Когда-то баронеса Д'Авари разрешила ему ночевать на ферме, примыкавшей
к замку, в набитой соломой конуре, возле курятника, и он знал, что в те
дни, когда уж очень станет донимать голод, для него всегда найдется на
кухне кусок хлеба и стакан сидра. Иной раз ему перепадало и несколько
медных монет: старая дама бросала их ему с высокого крыльца или из окна
своей спальни. Но она уже давно умерла.
В деревнях ему не подавали - слишком он всем был знаком, он всем
намозолил глаза за те сорок лет, что слонялся от лачуги к лачуге, волоча на
двух деревяшках свое изуродованное и прикрытое лохмотьями тело.

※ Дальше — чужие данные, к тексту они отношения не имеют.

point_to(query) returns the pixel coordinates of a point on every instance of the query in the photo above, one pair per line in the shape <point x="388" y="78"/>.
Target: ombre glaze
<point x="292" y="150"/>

Но покидать
эти места он не хотел - он ничего не знал на земле, кроме трех-четырех
деревушек, в которых прошла вся его жалкая жизнь. Он как бы обвел границей
территорию своего нищенства; ему и в голову не приходило, что можно эту
границу переступить.
Что было там, за деревьями, скрывавшими от него остальной мир, да и
было ли там что-нибудь, он не знал. Он не задумывался над этим. И когда
крестьяне, которым надоело вечно натыкаться на него то на краю поля, то у
обочины дороги, кричали ему: "Ну что ты в другую деревню не пойдешь, нет
тебе места, как только тут клянчить!" - он не отвечал и торопливо уходил
прочь, охваченный неясным страхом перед неизвестным, страхом, который
заставляет бедняка смутно опасаться тысячи вещей: новых лиц, бранных
криков, подозрительных взглядов, а пуще всего стражников, расхаживающих по
двое по дорогам: увидев их, он, сам не зная почему, спешил спрятаться за
кустом или за грудой щебня.
Стоило им показаться вдали, поблескивая галунами на солнце, и у него
появлялось удивительное проворство, как у зверя, которого травят. Он
соскальзывал с костылей, шлепался, как тряпка, наземь, съеживался,
становился крохотным, незаметным, прижимался к земле, точно залегший в поле
заяц, и его бурые лохмотья сливались с почвой.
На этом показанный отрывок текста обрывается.